Your 5 minute updates really make it possible. I will look what I can do with that in some days but I am seeing some discrepancy in the 5 minute update as last seems to be 16 march in the readme so I would love to know more about if its being updated every 5 minutes because it truly feels phenomenal if true and its exciting to think of some new possibilities unlocked with it.

[−] xnx 59d ago
The best source for this data used to be Clickhouse (https://play.clickhouse.com/play?user=play#U0VMRUNUIG1heCh0a...), but it hasn't updated since 2025-12-26.
[−] politician 59d ago
This is great. I've soured on this site over the past few years due to the heavy partisanship that wasn't as present in the early days (eternal September), but there are still quite a few people whose opinions remain thought-provoking and insightful.
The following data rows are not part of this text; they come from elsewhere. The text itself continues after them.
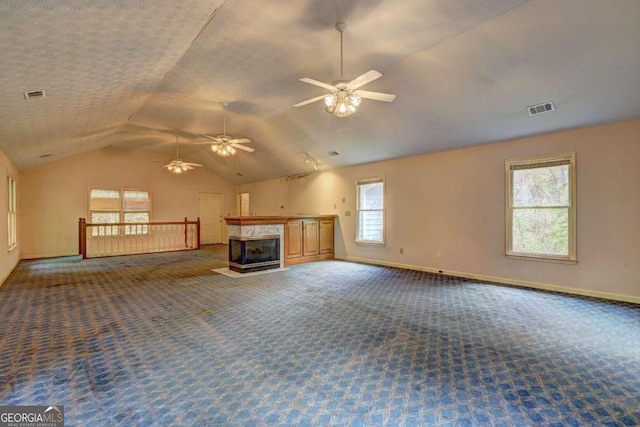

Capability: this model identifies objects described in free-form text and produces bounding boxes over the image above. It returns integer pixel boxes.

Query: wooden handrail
[78,217,200,259]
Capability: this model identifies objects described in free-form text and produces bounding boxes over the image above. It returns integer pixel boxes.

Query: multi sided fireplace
[229,236,280,273]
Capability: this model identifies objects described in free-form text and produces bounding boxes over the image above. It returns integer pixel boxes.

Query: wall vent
[24,90,46,99]
[527,101,556,116]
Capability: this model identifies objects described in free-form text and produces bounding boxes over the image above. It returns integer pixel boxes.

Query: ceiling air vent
[527,101,556,116]
[24,90,46,99]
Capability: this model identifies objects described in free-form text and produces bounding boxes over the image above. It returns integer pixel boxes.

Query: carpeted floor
[0,246,640,426]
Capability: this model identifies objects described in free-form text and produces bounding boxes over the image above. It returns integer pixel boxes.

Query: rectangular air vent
[24,90,46,99]
[527,101,556,116]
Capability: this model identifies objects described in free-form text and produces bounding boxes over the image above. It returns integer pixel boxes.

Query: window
[7,176,18,250]
[89,188,151,236]
[356,177,384,244]
[506,153,576,263]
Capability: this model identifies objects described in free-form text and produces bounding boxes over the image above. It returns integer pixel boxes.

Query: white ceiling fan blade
[185,135,222,145]
[294,95,327,107]
[200,135,222,142]
[231,144,256,153]
[354,90,396,102]
[300,77,336,91]
[349,70,382,89]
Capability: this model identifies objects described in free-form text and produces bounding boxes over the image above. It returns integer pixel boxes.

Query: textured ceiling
[0,0,640,184]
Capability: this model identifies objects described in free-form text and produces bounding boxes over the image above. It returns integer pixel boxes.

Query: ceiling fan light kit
[211,142,236,157]
[163,135,202,175]
[294,22,396,117]
[202,102,255,157]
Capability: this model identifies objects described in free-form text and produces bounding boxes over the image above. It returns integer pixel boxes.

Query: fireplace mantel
[224,215,337,267]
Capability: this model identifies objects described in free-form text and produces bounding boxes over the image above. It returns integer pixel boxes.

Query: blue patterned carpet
[0,246,640,426]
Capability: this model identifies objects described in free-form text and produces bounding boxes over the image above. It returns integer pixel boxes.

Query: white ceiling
[0,0,640,184]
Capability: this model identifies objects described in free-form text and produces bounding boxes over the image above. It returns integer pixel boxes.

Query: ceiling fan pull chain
[340,26,344,80]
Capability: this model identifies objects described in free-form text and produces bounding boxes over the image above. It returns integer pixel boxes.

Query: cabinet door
[284,220,302,258]
[302,219,320,256]
[320,219,333,254]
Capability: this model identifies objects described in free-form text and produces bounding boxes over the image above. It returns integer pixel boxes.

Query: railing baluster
[78,218,200,258]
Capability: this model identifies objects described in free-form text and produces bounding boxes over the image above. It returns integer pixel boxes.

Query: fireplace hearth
[229,236,280,273]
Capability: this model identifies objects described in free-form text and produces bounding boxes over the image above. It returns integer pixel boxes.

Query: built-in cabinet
[225,215,337,266]
[284,216,335,266]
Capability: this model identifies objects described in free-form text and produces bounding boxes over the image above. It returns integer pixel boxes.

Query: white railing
[78,218,200,258]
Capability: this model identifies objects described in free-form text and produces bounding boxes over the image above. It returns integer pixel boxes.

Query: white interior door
[200,193,222,245]
[238,193,249,216]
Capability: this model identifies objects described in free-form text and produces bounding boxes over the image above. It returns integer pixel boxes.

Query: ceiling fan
[200,102,255,157]
[163,135,202,174]
[294,22,396,117]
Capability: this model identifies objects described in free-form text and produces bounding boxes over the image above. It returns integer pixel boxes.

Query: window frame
[88,187,153,237]
[355,175,387,246]
[505,152,578,264]
[7,175,18,252]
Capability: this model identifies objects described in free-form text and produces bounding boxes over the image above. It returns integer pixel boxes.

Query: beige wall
[237,121,640,302]
[0,150,21,285]
[18,148,235,259]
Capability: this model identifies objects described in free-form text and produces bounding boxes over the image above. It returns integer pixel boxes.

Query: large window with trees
[506,153,577,263]
[89,188,151,236]
[356,176,384,245]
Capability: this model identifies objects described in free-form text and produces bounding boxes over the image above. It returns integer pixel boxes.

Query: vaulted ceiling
[0,0,640,184]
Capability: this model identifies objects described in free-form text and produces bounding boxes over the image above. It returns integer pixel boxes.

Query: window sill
[356,240,386,246]
[506,254,578,265]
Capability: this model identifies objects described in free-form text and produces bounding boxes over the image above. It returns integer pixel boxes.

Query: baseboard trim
[20,253,81,261]
[335,256,640,304]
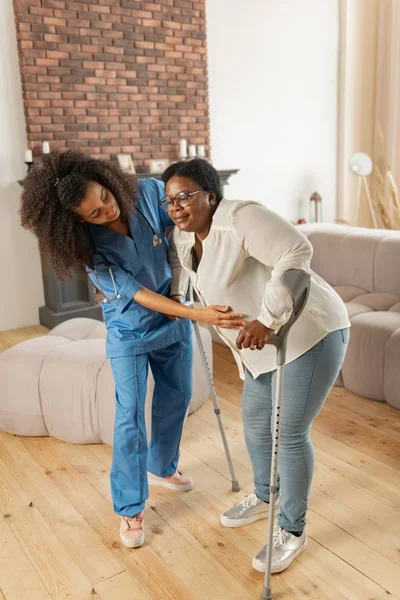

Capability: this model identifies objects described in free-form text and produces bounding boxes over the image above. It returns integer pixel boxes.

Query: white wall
[0,0,43,330]
[207,0,339,221]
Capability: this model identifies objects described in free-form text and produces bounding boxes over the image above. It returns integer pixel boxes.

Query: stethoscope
[87,207,163,304]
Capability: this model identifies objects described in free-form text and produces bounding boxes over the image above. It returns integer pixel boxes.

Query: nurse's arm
[133,288,245,329]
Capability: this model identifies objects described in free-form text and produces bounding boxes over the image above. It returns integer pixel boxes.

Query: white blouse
[169,200,350,378]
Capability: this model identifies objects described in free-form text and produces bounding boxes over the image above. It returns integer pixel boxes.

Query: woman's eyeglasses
[160,190,204,212]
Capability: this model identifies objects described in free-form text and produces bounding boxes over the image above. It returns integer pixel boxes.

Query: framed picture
[117,154,136,175]
[149,158,169,173]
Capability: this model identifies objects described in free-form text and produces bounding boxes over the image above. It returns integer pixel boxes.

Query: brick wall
[14,0,209,170]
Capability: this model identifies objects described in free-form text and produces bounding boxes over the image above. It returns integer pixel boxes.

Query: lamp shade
[349,152,374,176]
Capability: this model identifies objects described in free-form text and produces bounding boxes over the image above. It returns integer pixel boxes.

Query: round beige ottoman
[0,319,212,445]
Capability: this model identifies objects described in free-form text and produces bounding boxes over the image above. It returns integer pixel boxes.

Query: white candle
[179,140,187,158]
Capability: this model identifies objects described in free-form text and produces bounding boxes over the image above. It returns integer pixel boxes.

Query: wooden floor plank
[0,516,51,600]
[0,327,400,600]
[0,431,124,584]
[0,444,93,600]
[94,571,149,600]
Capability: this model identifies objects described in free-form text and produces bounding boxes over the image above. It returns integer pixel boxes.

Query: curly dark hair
[161,158,222,205]
[20,150,137,279]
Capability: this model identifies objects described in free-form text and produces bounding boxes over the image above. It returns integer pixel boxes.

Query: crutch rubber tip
[260,585,272,600]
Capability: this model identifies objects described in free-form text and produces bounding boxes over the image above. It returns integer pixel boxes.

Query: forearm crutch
[189,283,240,492]
[261,269,311,600]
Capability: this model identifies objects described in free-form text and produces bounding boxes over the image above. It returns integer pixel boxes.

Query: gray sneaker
[253,526,307,573]
[221,494,280,527]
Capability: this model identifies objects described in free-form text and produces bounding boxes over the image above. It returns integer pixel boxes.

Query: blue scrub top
[87,179,191,358]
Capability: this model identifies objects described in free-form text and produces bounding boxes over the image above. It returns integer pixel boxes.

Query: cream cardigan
[169,200,350,378]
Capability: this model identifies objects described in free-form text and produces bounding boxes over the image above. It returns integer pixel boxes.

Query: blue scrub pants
[110,335,193,517]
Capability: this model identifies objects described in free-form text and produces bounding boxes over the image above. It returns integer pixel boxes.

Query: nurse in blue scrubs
[21,151,244,548]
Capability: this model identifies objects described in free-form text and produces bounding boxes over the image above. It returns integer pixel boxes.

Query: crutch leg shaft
[193,322,240,492]
[261,269,311,600]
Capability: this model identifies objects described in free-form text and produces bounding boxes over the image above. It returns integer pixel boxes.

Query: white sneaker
[119,511,144,548]
[220,493,281,527]
[253,526,307,573]
[148,471,194,492]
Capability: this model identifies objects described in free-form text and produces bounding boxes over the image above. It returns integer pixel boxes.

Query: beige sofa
[0,319,212,445]
[300,224,400,408]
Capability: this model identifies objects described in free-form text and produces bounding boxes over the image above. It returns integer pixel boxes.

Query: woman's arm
[133,288,245,329]
[232,203,313,350]
[87,252,245,329]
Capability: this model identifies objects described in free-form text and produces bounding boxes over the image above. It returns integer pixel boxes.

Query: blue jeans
[110,335,193,517]
[243,329,349,533]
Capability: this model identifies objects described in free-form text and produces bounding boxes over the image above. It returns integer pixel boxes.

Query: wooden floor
[0,328,400,600]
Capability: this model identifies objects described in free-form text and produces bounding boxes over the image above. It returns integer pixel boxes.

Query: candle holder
[310,192,322,223]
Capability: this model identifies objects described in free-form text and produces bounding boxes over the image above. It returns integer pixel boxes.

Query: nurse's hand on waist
[133,288,245,329]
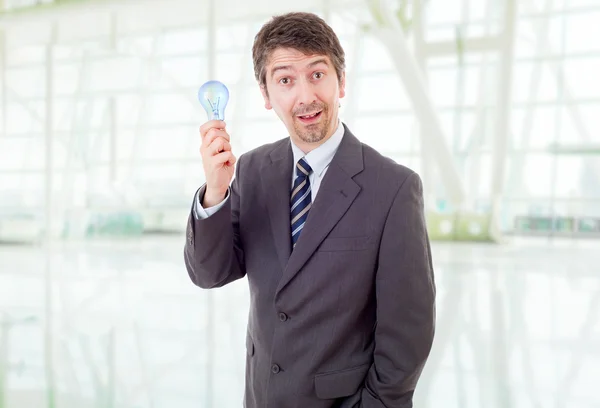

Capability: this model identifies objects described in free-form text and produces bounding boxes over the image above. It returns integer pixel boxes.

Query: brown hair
[252,12,346,86]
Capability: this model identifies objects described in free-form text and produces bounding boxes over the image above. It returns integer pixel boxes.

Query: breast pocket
[317,236,372,252]
[315,363,371,399]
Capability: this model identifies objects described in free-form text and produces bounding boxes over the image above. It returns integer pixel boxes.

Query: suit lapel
[276,125,364,294]
[260,139,294,269]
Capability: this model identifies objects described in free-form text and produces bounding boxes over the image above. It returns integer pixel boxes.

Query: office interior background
[0,0,600,408]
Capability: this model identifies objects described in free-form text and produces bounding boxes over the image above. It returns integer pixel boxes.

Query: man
[184,13,435,408]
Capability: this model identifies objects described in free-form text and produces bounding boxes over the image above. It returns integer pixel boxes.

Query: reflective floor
[0,236,600,408]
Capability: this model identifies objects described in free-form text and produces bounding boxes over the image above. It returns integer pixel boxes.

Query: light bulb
[198,81,229,120]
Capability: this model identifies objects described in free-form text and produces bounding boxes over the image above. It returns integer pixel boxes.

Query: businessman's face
[261,48,345,149]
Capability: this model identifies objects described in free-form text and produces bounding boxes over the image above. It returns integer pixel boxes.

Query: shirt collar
[292,120,344,177]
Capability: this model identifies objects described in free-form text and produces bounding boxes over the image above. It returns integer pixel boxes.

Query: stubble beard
[294,105,331,143]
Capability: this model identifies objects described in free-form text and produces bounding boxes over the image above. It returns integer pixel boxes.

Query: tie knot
[296,158,312,177]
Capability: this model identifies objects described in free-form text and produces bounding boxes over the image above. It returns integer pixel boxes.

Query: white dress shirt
[194,121,344,219]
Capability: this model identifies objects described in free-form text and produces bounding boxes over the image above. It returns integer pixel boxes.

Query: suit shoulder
[362,143,416,182]
[239,137,289,164]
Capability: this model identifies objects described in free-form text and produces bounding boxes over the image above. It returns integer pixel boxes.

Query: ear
[260,85,273,110]
[339,71,346,99]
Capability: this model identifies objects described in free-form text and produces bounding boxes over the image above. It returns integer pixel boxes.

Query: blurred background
[0,0,600,408]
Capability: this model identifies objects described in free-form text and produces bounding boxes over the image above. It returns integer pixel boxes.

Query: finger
[213,151,237,168]
[208,137,231,156]
[200,120,226,139]
[202,128,230,146]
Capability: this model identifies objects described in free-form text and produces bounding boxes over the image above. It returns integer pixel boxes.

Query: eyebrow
[271,58,329,78]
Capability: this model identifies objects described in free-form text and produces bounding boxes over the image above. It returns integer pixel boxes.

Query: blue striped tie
[291,158,312,247]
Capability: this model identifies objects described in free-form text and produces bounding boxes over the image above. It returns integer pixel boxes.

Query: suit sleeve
[184,157,246,289]
[360,173,436,408]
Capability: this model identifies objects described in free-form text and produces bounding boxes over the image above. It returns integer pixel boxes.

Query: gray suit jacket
[184,128,435,408]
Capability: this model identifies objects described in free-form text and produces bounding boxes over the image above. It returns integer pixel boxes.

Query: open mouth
[298,111,323,123]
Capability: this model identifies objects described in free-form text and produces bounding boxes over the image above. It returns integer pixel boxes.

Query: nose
[298,80,317,106]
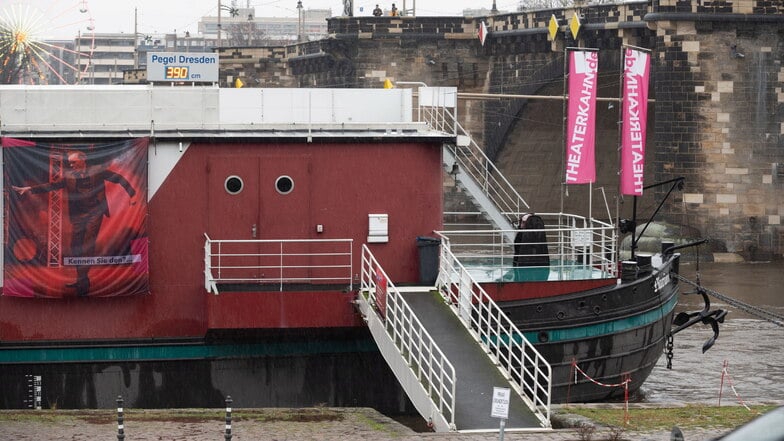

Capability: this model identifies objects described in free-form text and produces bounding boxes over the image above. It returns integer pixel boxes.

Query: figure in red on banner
[11,150,136,296]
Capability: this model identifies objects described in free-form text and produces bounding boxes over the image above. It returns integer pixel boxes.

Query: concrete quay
[0,408,728,441]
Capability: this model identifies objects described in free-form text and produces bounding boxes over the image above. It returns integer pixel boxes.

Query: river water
[641,262,784,405]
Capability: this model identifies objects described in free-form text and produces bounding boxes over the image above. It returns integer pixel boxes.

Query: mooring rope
[673,273,784,328]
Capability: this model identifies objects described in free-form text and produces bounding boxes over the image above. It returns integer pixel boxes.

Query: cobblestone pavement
[0,408,727,441]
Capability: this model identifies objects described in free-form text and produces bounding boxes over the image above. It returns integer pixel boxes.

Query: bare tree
[227,15,269,46]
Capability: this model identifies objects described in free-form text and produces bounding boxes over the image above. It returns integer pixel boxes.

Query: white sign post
[490,387,510,441]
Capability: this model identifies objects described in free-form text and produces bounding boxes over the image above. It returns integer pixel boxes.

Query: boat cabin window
[223,176,244,194]
[275,176,294,194]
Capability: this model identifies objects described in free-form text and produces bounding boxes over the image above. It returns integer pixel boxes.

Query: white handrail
[418,95,530,222]
[204,234,354,294]
[360,245,456,428]
[438,213,618,282]
[436,238,552,427]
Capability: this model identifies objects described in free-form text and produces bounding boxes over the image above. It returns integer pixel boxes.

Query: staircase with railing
[417,87,529,239]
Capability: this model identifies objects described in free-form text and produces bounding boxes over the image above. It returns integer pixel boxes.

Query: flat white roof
[0,85,454,138]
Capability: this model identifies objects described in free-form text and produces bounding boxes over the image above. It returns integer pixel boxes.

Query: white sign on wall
[490,387,510,419]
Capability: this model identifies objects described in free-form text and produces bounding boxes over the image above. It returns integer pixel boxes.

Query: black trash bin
[417,236,441,286]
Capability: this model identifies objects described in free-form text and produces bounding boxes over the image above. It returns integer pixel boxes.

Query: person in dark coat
[513,213,550,267]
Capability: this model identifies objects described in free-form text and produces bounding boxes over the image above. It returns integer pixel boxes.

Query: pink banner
[621,49,650,196]
[566,50,599,184]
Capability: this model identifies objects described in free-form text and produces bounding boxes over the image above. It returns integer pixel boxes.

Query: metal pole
[117,395,125,441]
[224,395,231,441]
[218,0,221,47]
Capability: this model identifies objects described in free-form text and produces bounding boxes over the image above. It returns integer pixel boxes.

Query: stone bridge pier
[219,0,784,260]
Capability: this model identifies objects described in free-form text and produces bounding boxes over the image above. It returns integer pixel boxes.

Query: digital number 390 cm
[165,66,188,80]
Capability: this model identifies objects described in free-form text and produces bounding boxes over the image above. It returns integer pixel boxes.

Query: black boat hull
[500,255,679,403]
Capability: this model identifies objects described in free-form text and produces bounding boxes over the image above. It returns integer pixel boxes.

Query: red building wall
[0,141,443,342]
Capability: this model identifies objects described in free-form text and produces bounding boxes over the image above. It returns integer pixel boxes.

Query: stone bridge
[220,0,784,260]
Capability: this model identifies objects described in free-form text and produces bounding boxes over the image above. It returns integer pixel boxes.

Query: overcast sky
[6,0,519,37]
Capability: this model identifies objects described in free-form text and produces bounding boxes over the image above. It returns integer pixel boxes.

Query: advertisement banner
[621,48,650,196]
[565,50,599,184]
[2,138,149,298]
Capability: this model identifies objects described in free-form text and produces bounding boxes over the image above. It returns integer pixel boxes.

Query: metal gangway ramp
[357,245,551,432]
[403,289,542,431]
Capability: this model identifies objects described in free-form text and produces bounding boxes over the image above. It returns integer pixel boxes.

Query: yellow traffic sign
[569,14,580,40]
[547,14,558,41]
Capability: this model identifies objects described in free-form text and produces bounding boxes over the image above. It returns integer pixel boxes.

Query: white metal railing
[417,88,529,222]
[204,234,354,294]
[438,213,618,282]
[436,240,552,427]
[360,245,456,428]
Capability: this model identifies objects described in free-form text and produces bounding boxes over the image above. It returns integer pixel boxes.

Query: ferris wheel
[0,0,95,84]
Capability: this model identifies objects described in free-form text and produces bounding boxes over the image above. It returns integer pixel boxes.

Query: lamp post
[297,0,302,43]
[218,0,240,47]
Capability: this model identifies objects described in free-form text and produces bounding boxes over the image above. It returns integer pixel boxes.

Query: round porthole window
[275,176,294,194]
[223,176,244,194]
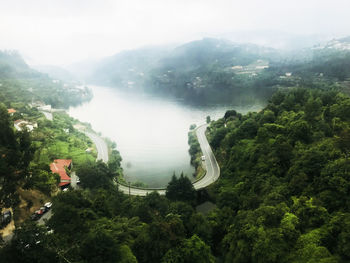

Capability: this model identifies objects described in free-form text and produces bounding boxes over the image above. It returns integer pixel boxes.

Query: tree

I'm going to use this corpus to make a local self-hosted version of HN with the ability to a) show inline article summaries and b) follow those folks.
[−] brtkwr 59d ago
This comment should make it into the download in a few mins.
[−] lyu07282 59d ago
Please upload to https://academictorrents.com/ as well if possible
[−] Onavo 59d ago
Is is possible to only download a subset? e.g. Show HNs or HN Whoishiring. The Show HNs and HN Whoishiring are very useful for classroom data science i.e. a very useful set of data for students to learn the basic of data cleaning and engineering.
[−] dacapoday 58d ago
Very Nice Job! I built a small CLI to browse and query it from the terminal: https://github.com/dacapoday/hn
[−] palmotea 59d ago

> At midnight UTC, the entire current month is refetched from the source as a single authoritative Parquet file, and today's individual 5-minute blocks are removed from the today/ directory.

Wouldn't that lose deleted/moderated comments?